- 2018.11.20
- インタビュー・対談
著者インタビュー 宮部みゆき「杉村三郎シリーズの愉しみ方」
宮部みゆき
シリーズ累計300万部突破! 『希望荘』『昨日がなければ明日もない』刊行記念
ジャンル :
#エンタメ・ミステリ
前作の『希望荘』で私立探偵事務所を立ち上げた杉村三郎が、新刊の五作目『昨日がなければ明日もない』ではプロの探偵として本格的に動き出します。
このシリーズの始まりは、マイクル・Z・リューインの「アルバート・サムスン」シリーズが大好きなので、こういうのんびりした人のいい私立探偵が主人公の物語を書きたいということでした。アルバート・サムスンは、裏社会に通じているキリッとした探偵ではなく、お金に困っていて、扱う案件も大事件ではなく家族の失踪といった市井の探偵。装丁もそのシリーズを手がけておられる杉田比呂美さんに是非お願いしたかった。
もうひとつは、コーエン兄弟の『ファーゴ』(一九九六年公開)という映画がすごく好きで、フランシス・マクドーマンドが演じた田舎町の女性警察署長がとても印象に残っていました。臨月でおなかの大きい彼女が、よっこらしょと雪のなかをブーツで歩きつつ、陰惨な事件を解決する。ラストシーン近くで、生き残った犯人をパトカーで護送していく時、僅かな金のためにどうしてこんなことをしたのか訊ねるんです。でも犯人は何も答えられない。すると彼女は「理解出来ないわ」とつぶやく。そしてまた自身の穏やかな暮らしのなかに戻っていく。私生活は、いたって普通で幸せな人が、とんでもない犯罪に遭遇し、事件を解決する。私立探偵ものを書くなら、そういう普通の人で書きたいと考えていた。その二つがあわさってできたのが杉村シリーズです。
杉村は警察にコネもない。だから扱えるのは大事件ではなく、直面するのは社会的な「悪」とか構造的な「悪」よりも家庭内、友人関係、会社の中でねじれてしまった人間関係から生まれる「悪意」。そういった身近な「悪意」によってこじれてしまった関係を杉村に解決させるというのが自然な流れでした。
普通、私立探偵ものの男性主人公は、黙っていても女性のほうが寄ってくる。でも杉村はそういうタイプじゃない。子供からおばさんにまで好かれる。でも好かれているから、かえってズケズケと言われてしまう。彼には物事にずんずん分け入っていくのではなく、聞く人、受信する人であってほしい。でもそれゆえに、すごく無力なことも多い。きっと自信を持って「これが正義だ」とか言えないタイプの人なんです。

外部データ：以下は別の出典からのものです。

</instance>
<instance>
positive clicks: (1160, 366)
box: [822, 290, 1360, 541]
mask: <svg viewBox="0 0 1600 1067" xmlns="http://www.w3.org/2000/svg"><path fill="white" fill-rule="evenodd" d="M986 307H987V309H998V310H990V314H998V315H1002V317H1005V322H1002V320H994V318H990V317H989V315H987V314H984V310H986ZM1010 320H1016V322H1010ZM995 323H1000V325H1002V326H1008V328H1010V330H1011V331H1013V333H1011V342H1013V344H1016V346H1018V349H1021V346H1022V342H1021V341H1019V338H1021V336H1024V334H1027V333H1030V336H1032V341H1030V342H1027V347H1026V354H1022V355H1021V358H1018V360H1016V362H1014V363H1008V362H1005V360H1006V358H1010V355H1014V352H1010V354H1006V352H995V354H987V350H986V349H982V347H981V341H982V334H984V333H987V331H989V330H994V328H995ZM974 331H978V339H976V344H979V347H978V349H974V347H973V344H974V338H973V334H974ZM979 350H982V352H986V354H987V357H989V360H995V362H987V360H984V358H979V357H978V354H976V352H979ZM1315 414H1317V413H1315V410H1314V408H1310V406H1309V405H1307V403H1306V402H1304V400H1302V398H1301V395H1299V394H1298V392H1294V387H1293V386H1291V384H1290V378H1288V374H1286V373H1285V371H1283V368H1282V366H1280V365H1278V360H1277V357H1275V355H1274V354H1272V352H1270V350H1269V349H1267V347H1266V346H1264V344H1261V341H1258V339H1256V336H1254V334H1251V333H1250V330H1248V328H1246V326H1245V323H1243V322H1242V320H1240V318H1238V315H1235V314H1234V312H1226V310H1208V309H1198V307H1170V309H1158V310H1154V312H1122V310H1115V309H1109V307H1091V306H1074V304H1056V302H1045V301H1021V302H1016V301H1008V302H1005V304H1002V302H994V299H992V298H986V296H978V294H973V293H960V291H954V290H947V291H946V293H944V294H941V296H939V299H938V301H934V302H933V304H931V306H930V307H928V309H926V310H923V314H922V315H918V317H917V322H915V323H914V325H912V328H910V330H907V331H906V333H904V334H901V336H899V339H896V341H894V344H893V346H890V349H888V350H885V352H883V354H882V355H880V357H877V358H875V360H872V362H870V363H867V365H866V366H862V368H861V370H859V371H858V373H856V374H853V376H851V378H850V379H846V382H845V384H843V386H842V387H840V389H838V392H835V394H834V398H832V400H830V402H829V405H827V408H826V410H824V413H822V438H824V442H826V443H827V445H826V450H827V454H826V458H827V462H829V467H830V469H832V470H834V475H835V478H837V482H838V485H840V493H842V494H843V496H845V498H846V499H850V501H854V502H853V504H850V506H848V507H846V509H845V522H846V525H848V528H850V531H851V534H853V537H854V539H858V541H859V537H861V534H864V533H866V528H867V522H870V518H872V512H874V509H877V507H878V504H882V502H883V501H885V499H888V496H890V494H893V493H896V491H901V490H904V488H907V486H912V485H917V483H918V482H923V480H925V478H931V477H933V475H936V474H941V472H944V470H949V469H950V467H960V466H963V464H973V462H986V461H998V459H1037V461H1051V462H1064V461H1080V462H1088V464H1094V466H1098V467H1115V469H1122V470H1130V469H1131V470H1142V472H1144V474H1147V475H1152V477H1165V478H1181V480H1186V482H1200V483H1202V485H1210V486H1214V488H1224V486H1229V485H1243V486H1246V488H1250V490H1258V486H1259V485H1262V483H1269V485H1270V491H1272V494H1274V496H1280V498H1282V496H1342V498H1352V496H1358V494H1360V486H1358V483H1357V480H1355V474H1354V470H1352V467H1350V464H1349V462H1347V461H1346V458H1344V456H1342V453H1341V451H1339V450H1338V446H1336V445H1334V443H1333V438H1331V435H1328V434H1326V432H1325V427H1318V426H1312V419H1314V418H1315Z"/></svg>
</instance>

それにしても、杉村が探偵になるまでには最低、長篇二作は必要だと思っていましたが、まさか三巻目が文庫で上下巻になるとは(笑)。『希望荘』を書き始める時に、どうしても震災の当日のことを書いておきたくて、二〇一一年をスタートにして、実は探偵になったときの杉村の年齢設定を少し若返らせているんです。ギリギリ三十代で探偵にならせようと思って。中篇集にしたのは、杉村に探偵としてある程度の場数を踏ませたいと考えたからです。ゆくゆくは、娘の桃子が一度は杉村の家に来たり、彼女が竹中家の人とも仲良くなったりといった展開も考えてみたいですね。
『希望荘』や『昨日がなければ明日もない』から読み始めた方には、まず私立探偵ものとして愉しんでいただき、もし彼の過去が気になったら初期の三部作を読んで、「杉村はこういう経験をしているのか」とうなずいていただけたら嬉しいです。
宮部みゆき
1960年生まれ。東京・深川育ち。87年「我らが隣人の犯罪」でオール讀物推理小説新人賞を受賞しデビュー。以降、『龍は眠る』で日本推理作家協会賞(92年)、『本所深川ふしぎ草紙』で吉川英治文学新人賞(同年)、『火車』で山本周五郎賞(93年)、『蒲生邸事件』で日本SF大賞(97年)、『理由』で直木賞(99年)、『模倣犯』で毎日出版文化賞特別賞(2001年)、『名もなき毒』で吉川英治文学賞(07年)を受賞。